Three years on and Portas has released a new report – bringing good news for brick and mortar retailers! Her findings, entitled ‘Why Our High Streets Still Matter’ suggests that the high street is far from dead and, with more independents opening up shop every day, we are in the midst of a high street revival. So, what can retailers learn from Portas’ report and how can they stay ahead of the competition when it comes to winning the loyalty of Britain’s high street shoppers?
Shoppers are returning to the High Street
The notion that the high street is being killed off by ecommerce and retail giants no longer seems to ring true. One reason for this is that many young entrepreneurs are beginning to feel more confident about their chances when opening retail units. In her latest report, Mary points out that 44 independent shops opened every day across Britain’s 500 high streets last year. This, coupled with a rise in pop up stores, has seen the high street regain confidence.
Shoppers still enjoy the retail experience that the high street offers and the immediacy of being able to buy a product there and then, as opposed to ordering online and waiting for it to be delivered. This is especially true for those living close to the high street, with a reported 80% of us living within a 5 mile range and a further 38% of us visiting them almost daily.

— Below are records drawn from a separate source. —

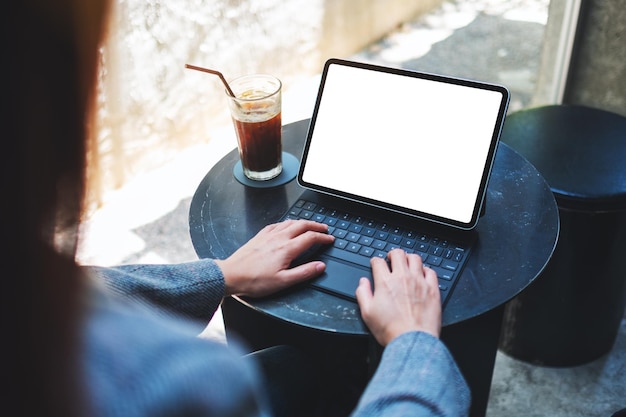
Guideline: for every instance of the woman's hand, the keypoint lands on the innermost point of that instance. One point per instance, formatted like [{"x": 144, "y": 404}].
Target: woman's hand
[
  {"x": 262, "y": 265},
  {"x": 406, "y": 298}
]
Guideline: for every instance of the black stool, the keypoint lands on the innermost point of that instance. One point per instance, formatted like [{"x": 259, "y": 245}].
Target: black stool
[{"x": 571, "y": 314}]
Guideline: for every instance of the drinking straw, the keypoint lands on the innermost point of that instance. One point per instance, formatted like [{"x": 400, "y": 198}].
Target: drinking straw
[{"x": 214, "y": 72}]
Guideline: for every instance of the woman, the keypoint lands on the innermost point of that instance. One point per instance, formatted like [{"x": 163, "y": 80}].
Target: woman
[{"x": 91, "y": 341}]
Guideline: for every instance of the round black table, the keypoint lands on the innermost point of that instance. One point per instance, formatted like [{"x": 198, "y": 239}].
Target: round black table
[{"x": 516, "y": 238}]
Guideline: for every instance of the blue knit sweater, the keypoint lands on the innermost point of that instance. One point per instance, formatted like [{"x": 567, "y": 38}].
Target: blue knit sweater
[{"x": 142, "y": 356}]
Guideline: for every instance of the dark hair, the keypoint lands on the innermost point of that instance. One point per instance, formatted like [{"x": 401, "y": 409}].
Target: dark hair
[{"x": 46, "y": 93}]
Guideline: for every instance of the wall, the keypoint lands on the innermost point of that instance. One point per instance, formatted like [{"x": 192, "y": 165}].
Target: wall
[
  {"x": 598, "y": 70},
  {"x": 150, "y": 106}
]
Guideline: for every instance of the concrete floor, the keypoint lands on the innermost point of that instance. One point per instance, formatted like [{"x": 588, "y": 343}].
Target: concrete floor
[{"x": 147, "y": 221}]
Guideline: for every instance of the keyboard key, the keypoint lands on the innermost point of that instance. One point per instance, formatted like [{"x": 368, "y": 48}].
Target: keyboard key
[{"x": 353, "y": 247}]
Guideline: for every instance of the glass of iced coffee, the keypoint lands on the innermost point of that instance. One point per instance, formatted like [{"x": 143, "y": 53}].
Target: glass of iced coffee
[{"x": 256, "y": 113}]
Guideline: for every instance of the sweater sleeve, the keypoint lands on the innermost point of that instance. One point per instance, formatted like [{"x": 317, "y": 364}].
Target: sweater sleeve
[
  {"x": 192, "y": 289},
  {"x": 417, "y": 376}
]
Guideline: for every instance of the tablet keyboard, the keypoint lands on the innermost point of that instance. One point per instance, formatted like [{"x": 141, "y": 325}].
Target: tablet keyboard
[{"x": 357, "y": 239}]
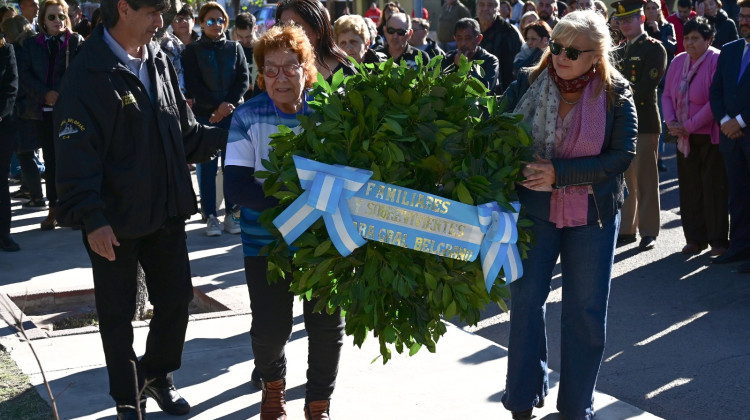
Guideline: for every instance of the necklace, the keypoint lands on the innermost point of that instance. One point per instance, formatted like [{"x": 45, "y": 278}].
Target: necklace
[{"x": 569, "y": 103}]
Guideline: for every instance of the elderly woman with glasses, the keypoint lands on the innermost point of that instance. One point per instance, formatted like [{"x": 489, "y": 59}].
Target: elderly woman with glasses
[
  {"x": 287, "y": 71},
  {"x": 42, "y": 63},
  {"x": 584, "y": 129},
  {"x": 216, "y": 77}
]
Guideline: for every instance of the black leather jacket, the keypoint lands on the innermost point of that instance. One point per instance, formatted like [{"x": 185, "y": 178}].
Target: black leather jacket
[
  {"x": 122, "y": 157},
  {"x": 605, "y": 172},
  {"x": 33, "y": 66},
  {"x": 215, "y": 72}
]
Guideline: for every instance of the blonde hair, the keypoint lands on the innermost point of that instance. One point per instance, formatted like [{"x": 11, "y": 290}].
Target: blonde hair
[
  {"x": 590, "y": 24},
  {"x": 43, "y": 14},
  {"x": 351, "y": 23}
]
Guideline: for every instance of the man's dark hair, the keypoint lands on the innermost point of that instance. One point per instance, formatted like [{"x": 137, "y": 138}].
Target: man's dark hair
[
  {"x": 244, "y": 21},
  {"x": 110, "y": 14},
  {"x": 187, "y": 10},
  {"x": 467, "y": 23},
  {"x": 701, "y": 25}
]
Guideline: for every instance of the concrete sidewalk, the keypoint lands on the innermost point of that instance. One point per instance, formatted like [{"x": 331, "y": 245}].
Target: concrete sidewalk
[{"x": 463, "y": 380}]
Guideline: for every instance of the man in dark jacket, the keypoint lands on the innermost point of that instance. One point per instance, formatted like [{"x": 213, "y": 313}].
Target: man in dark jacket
[
  {"x": 643, "y": 61},
  {"x": 500, "y": 39},
  {"x": 125, "y": 136},
  {"x": 467, "y": 38}
]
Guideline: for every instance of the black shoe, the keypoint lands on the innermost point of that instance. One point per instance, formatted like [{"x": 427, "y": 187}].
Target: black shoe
[
  {"x": 522, "y": 415},
  {"x": 168, "y": 399},
  {"x": 731, "y": 256},
  {"x": 256, "y": 379},
  {"x": 647, "y": 242},
  {"x": 129, "y": 413},
  {"x": 625, "y": 239},
  {"x": 7, "y": 244},
  {"x": 21, "y": 194},
  {"x": 36, "y": 203}
]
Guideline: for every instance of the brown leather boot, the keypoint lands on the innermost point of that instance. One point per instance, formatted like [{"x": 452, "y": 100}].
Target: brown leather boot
[
  {"x": 273, "y": 405},
  {"x": 317, "y": 410}
]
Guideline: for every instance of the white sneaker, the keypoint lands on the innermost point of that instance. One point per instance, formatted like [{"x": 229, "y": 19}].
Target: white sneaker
[
  {"x": 232, "y": 224},
  {"x": 213, "y": 228}
]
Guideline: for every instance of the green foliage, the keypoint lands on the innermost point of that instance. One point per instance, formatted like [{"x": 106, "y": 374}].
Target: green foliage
[{"x": 417, "y": 128}]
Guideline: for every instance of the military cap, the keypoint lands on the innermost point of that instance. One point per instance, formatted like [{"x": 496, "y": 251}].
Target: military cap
[{"x": 627, "y": 7}]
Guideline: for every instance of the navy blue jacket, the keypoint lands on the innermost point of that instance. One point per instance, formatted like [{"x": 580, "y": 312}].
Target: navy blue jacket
[
  {"x": 121, "y": 155},
  {"x": 604, "y": 172},
  {"x": 215, "y": 72}
]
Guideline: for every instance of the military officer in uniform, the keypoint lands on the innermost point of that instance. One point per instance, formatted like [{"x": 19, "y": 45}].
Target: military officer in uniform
[{"x": 643, "y": 61}]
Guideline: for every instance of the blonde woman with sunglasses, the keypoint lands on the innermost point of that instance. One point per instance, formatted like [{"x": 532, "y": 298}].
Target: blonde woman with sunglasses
[
  {"x": 584, "y": 129},
  {"x": 42, "y": 63}
]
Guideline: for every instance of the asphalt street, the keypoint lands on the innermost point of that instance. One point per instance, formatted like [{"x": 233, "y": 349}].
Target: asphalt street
[{"x": 678, "y": 333}]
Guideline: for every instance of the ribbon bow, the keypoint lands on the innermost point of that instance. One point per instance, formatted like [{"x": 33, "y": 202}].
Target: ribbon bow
[
  {"x": 498, "y": 249},
  {"x": 327, "y": 187}
]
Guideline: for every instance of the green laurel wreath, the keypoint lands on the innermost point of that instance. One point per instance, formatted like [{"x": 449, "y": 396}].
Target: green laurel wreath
[{"x": 413, "y": 127}]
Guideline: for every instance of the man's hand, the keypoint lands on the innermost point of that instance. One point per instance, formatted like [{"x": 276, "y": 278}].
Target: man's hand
[
  {"x": 101, "y": 241},
  {"x": 540, "y": 175},
  {"x": 732, "y": 129}
]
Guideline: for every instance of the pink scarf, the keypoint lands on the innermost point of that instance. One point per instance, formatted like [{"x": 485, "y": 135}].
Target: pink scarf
[
  {"x": 682, "y": 98},
  {"x": 569, "y": 205}
]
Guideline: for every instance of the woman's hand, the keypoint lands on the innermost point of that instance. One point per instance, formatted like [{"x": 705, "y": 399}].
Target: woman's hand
[
  {"x": 224, "y": 110},
  {"x": 540, "y": 175}
]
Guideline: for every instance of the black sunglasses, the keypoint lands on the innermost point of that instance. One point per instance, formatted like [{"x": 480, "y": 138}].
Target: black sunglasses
[
  {"x": 61, "y": 16},
  {"x": 571, "y": 53},
  {"x": 400, "y": 32},
  {"x": 212, "y": 22}
]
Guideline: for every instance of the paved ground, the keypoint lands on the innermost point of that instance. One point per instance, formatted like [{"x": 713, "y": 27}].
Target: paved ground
[{"x": 678, "y": 337}]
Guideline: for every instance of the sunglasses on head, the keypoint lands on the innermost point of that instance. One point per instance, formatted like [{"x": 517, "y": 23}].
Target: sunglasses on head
[
  {"x": 290, "y": 70},
  {"x": 61, "y": 16},
  {"x": 571, "y": 53},
  {"x": 400, "y": 32},
  {"x": 212, "y": 22}
]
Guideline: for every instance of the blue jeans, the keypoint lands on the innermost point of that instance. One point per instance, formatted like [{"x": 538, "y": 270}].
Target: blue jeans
[
  {"x": 206, "y": 174},
  {"x": 586, "y": 254}
]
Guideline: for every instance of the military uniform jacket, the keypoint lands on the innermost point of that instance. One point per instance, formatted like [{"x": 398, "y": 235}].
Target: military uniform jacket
[{"x": 643, "y": 64}]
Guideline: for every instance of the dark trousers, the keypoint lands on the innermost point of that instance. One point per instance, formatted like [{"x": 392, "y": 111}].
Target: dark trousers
[
  {"x": 271, "y": 328},
  {"x": 7, "y": 143},
  {"x": 737, "y": 161},
  {"x": 704, "y": 193},
  {"x": 163, "y": 256}
]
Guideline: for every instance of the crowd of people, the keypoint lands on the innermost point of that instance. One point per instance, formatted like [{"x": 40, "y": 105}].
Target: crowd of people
[{"x": 121, "y": 105}]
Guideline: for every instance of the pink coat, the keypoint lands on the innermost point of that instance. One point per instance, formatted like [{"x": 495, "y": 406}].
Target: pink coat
[{"x": 701, "y": 119}]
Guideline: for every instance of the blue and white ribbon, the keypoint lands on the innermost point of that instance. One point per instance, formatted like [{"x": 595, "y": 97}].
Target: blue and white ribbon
[
  {"x": 327, "y": 189},
  {"x": 499, "y": 248}
]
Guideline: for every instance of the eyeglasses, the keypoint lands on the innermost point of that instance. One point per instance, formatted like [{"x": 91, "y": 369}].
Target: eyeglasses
[
  {"x": 61, "y": 16},
  {"x": 400, "y": 32},
  {"x": 290, "y": 70},
  {"x": 213, "y": 22},
  {"x": 571, "y": 53}
]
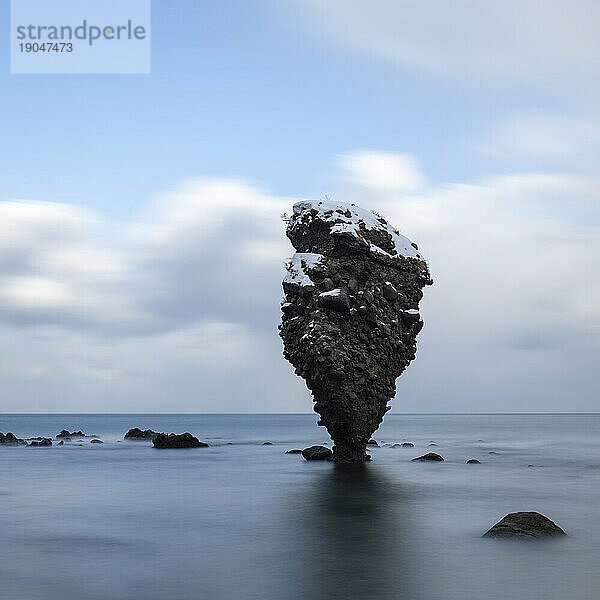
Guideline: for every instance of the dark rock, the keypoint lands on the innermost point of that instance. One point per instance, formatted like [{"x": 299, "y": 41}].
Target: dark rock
[
  {"x": 525, "y": 525},
  {"x": 10, "y": 439},
  {"x": 137, "y": 434},
  {"x": 42, "y": 442},
  {"x": 336, "y": 299},
  {"x": 65, "y": 434},
  {"x": 317, "y": 453},
  {"x": 430, "y": 456},
  {"x": 390, "y": 292},
  {"x": 351, "y": 342},
  {"x": 173, "y": 440}
]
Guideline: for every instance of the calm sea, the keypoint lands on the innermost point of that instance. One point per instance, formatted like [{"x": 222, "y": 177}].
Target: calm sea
[{"x": 241, "y": 520}]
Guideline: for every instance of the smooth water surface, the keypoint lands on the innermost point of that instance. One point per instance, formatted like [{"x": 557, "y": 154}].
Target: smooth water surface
[{"x": 242, "y": 520}]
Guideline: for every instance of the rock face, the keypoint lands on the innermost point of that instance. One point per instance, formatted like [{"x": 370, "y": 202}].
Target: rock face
[
  {"x": 65, "y": 434},
  {"x": 41, "y": 442},
  {"x": 10, "y": 439},
  {"x": 350, "y": 315},
  {"x": 137, "y": 434},
  {"x": 173, "y": 440},
  {"x": 317, "y": 453},
  {"x": 525, "y": 525},
  {"x": 430, "y": 456}
]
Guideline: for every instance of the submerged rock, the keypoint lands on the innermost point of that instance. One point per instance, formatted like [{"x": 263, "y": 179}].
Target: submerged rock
[
  {"x": 317, "y": 453},
  {"x": 524, "y": 525},
  {"x": 430, "y": 456},
  {"x": 10, "y": 439},
  {"x": 174, "y": 440},
  {"x": 41, "y": 442},
  {"x": 137, "y": 434},
  {"x": 350, "y": 315},
  {"x": 65, "y": 434}
]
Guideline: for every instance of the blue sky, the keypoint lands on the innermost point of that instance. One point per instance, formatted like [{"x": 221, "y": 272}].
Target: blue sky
[{"x": 492, "y": 107}]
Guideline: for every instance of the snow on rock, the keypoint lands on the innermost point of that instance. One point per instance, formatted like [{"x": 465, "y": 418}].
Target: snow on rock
[
  {"x": 350, "y": 219},
  {"x": 297, "y": 266}
]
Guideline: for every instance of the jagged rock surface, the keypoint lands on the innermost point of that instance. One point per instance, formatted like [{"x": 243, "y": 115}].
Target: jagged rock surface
[
  {"x": 525, "y": 525},
  {"x": 350, "y": 315},
  {"x": 174, "y": 440}
]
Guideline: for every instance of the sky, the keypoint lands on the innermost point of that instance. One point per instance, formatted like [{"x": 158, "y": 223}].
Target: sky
[{"x": 141, "y": 245}]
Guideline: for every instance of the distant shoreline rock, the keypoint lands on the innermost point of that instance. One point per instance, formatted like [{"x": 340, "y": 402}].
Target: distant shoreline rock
[
  {"x": 137, "y": 434},
  {"x": 317, "y": 453},
  {"x": 41, "y": 442},
  {"x": 429, "y": 457},
  {"x": 10, "y": 439},
  {"x": 524, "y": 525},
  {"x": 174, "y": 440}
]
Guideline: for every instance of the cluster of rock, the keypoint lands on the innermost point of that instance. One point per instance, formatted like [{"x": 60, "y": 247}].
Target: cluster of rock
[
  {"x": 10, "y": 439},
  {"x": 174, "y": 440},
  {"x": 350, "y": 315}
]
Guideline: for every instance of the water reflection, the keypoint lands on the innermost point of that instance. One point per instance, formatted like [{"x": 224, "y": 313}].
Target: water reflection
[{"x": 351, "y": 536}]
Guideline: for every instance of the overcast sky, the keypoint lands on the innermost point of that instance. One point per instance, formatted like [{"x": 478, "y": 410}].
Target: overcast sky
[{"x": 141, "y": 246}]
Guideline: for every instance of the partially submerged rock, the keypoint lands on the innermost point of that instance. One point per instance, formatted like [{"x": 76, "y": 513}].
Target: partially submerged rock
[
  {"x": 350, "y": 315},
  {"x": 525, "y": 525},
  {"x": 430, "y": 456},
  {"x": 174, "y": 440},
  {"x": 10, "y": 439},
  {"x": 65, "y": 434},
  {"x": 41, "y": 442},
  {"x": 137, "y": 434},
  {"x": 317, "y": 453}
]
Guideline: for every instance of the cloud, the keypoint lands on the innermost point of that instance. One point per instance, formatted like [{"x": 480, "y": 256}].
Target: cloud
[
  {"x": 509, "y": 40},
  {"x": 178, "y": 309},
  {"x": 516, "y": 297}
]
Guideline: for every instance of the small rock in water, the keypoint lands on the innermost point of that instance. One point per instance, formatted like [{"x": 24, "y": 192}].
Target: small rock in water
[
  {"x": 137, "y": 434},
  {"x": 173, "y": 440},
  {"x": 430, "y": 456},
  {"x": 42, "y": 442},
  {"x": 317, "y": 453},
  {"x": 65, "y": 434},
  {"x": 524, "y": 525}
]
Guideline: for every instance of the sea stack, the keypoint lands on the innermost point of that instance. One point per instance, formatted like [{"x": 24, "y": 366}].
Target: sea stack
[{"x": 350, "y": 315}]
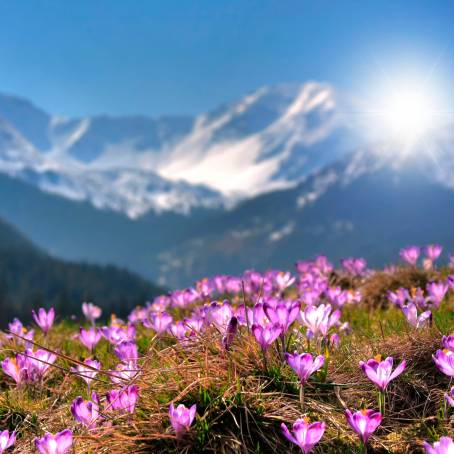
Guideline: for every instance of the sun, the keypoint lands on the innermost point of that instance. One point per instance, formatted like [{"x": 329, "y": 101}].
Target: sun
[{"x": 408, "y": 115}]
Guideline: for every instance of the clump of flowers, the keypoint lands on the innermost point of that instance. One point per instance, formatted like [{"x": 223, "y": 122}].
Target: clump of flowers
[
  {"x": 380, "y": 372},
  {"x": 6, "y": 440},
  {"x": 60, "y": 443},
  {"x": 181, "y": 418},
  {"x": 44, "y": 319},
  {"x": 305, "y": 434},
  {"x": 364, "y": 423}
]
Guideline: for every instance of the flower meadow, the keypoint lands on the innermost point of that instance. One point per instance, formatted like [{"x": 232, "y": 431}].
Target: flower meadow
[{"x": 320, "y": 359}]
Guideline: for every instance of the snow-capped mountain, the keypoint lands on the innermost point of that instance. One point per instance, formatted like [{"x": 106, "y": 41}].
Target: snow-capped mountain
[
  {"x": 270, "y": 139},
  {"x": 279, "y": 175}
]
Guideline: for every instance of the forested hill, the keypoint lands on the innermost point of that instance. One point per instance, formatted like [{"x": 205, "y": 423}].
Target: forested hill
[{"x": 30, "y": 278}]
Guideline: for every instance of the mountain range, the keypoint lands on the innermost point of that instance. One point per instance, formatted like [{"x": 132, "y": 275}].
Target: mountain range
[{"x": 285, "y": 172}]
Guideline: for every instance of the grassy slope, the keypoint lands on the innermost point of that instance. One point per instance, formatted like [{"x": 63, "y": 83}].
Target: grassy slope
[{"x": 240, "y": 405}]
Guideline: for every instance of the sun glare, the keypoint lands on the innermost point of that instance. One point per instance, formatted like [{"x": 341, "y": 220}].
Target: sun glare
[{"x": 408, "y": 115}]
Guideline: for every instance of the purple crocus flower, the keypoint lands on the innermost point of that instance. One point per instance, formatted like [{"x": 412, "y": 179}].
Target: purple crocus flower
[
  {"x": 444, "y": 360},
  {"x": 230, "y": 333},
  {"x": 91, "y": 312},
  {"x": 282, "y": 314},
  {"x": 6, "y": 440},
  {"x": 433, "y": 251},
  {"x": 86, "y": 411},
  {"x": 448, "y": 342},
  {"x": 319, "y": 319},
  {"x": 443, "y": 446},
  {"x": 14, "y": 369},
  {"x": 219, "y": 314},
  {"x": 90, "y": 337},
  {"x": 179, "y": 330},
  {"x": 449, "y": 397},
  {"x": 450, "y": 281},
  {"x": 124, "y": 373},
  {"x": 44, "y": 319},
  {"x": 127, "y": 351},
  {"x": 87, "y": 373},
  {"x": 283, "y": 280},
  {"x": 266, "y": 335},
  {"x": 159, "y": 322},
  {"x": 399, "y": 297},
  {"x": 354, "y": 266},
  {"x": 410, "y": 254},
  {"x": 123, "y": 399},
  {"x": 18, "y": 329},
  {"x": 304, "y": 364},
  {"x": 411, "y": 314},
  {"x": 181, "y": 418},
  {"x": 380, "y": 372},
  {"x": 115, "y": 334},
  {"x": 305, "y": 435},
  {"x": 436, "y": 291},
  {"x": 364, "y": 422},
  {"x": 60, "y": 443}
]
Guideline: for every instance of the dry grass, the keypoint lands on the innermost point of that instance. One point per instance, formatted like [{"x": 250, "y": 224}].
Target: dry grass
[{"x": 240, "y": 404}]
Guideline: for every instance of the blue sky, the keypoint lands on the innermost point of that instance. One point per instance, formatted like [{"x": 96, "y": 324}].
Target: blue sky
[{"x": 177, "y": 56}]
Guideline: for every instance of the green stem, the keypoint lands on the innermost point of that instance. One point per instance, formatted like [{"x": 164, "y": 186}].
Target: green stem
[
  {"x": 302, "y": 398},
  {"x": 381, "y": 402},
  {"x": 362, "y": 448}
]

Although large chains can be a controversial subject area when discussing the future of the high street, supermarkets have inadvertently played a positive role. According to Planet Retail, more people are carrying out one weekly grocery shop from a supermarket chain, whether in-store or online, which they then top up during the week at their local convenience store. As Portas highlights, this is good news for local retailers with shoppers making more visits to local stores throughout the week.
Creating a desirable shopping experience
As the high street regains stability, it’s encouraging to see that a reported 80% of consumers still carry out their shopping in the physical store. This is great news for retailers and yet, it also means that it’s more important than ever for retailers to ensure they are offering the best customer experience – especially for independents going head to head with larger chains. As such, retailers are beginning to place more emphasis on the customer experience, with visual merchandising and in-store displays playing a key role.
Making the most of ecommerce
Time and time again we hear about online platforms such as Amazon and eBay drawing customers away from independent and local retailers on the high street. Yet, as Portas highlights, the internet does not have to be a hindrance for brick and mortar retailers. The online and offline worlds are beginning to merge, with ecommerce now an attractive option for local businesses looking to reach a wider audience and remain connected.
The high street is here to stay
Mary Portas’ latest findings put forward a strong case for the high street. More independents are opening up shop, brands are increasingly looking to explore ecommerce alongside a brick and mortar presence, and retailers are placing more importance on the visual appeal and layout of the store. All of this is helping to deliver a more dynamic and engaging experience for the shopper.
It’s key that retailers – the pilot towns in particular – remain confident and continue to make strides in creating a visual, dynamic shopping experience that revitalises our love of the high street and puts these towns on the map.